Gestationally Administered RAS Modulators Reprogram Endotoxic Cardiovascular and Inflammatory Profiles in Adult Offspring of Preeclamptic Rats

Abstract

Preeclampsia (PE) adversely programs fetal cardiovascular integrity and amplifies cardiovascular dysfunction induced by endotoxemia in adult offspring of preeclamptic mothers. Here, we asked if such aggravated endotoxic insult could be nullified by modulators of the renin-angiotensin system (RAS). PE was induced by gestational administration of L-NAME, a nitric oxide synthase inhibitor. Adult male offspring of PE mothers treated gestationally with Ang 1-7 (Ang II-derived vasodilator), losartan (AT1 receptor antagonist), pioglitazone (RAS modulator), or combined losartan/pioglitazone, were instrumented with femoral indwelling catheters and challenged intravenously with a 5 mg/kg dose of lipopolysaccharides (LPS, 5 mg/kg). LPS caused significant increases in heart rate and decreases in blood pressure and spectral index of overall heart rate variability. These effects were similarly reduced by all drug therapies.
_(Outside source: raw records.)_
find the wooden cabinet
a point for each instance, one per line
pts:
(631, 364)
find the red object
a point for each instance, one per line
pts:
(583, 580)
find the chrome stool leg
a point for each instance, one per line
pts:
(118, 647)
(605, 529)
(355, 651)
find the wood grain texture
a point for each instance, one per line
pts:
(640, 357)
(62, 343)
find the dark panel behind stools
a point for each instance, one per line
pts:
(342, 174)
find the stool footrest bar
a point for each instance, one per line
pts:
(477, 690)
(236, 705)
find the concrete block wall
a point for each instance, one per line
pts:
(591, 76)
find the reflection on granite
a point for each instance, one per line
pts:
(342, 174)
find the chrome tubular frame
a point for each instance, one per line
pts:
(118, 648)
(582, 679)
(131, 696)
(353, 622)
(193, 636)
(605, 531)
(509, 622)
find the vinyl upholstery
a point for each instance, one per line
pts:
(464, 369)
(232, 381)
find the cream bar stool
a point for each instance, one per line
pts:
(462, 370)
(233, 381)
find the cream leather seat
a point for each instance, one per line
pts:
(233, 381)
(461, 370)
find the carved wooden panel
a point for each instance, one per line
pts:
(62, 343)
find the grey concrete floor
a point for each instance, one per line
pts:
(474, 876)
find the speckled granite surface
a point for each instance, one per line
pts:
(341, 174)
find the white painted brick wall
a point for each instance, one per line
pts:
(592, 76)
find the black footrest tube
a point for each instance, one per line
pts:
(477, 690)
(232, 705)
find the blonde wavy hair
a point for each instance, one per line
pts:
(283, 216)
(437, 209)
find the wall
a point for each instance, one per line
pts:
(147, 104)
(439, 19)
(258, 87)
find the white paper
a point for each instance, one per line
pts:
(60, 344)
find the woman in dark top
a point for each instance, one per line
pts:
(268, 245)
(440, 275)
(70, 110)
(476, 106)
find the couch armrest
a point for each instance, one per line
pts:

In offspring born to Ang 1-7-treated dams, the spectral index of cardiac sympathovagal balance showed elevated sympathetic dominance in response to LPS. Further, pioglitazone and its combination with losartan were more effective than Ang 1-7 or losartan in depressing the LPS-evoked increases in left ventricular contractility (dP/dtmax). Immunohistochemical studies revealed that Ang1-7, but not losartan/pioglitazone, regimen abolished the exaggerated increases in TLR-4 expression caused by PE/LPS in heart tissues and neuronal circuits of brainstem rostral ventrolateral medulla. By contrast, ACE expression in the same two areas was reduced by losartan/pioglitazone but not Ang 1-7. Together, gestational fetal reprogramming of Ang II (depression) and Ang 1-7 (activation) arms of RAS effectively counterbalance worsened endotoxic cardiovascular and inflammatory profiles in adult offspring of PE rats.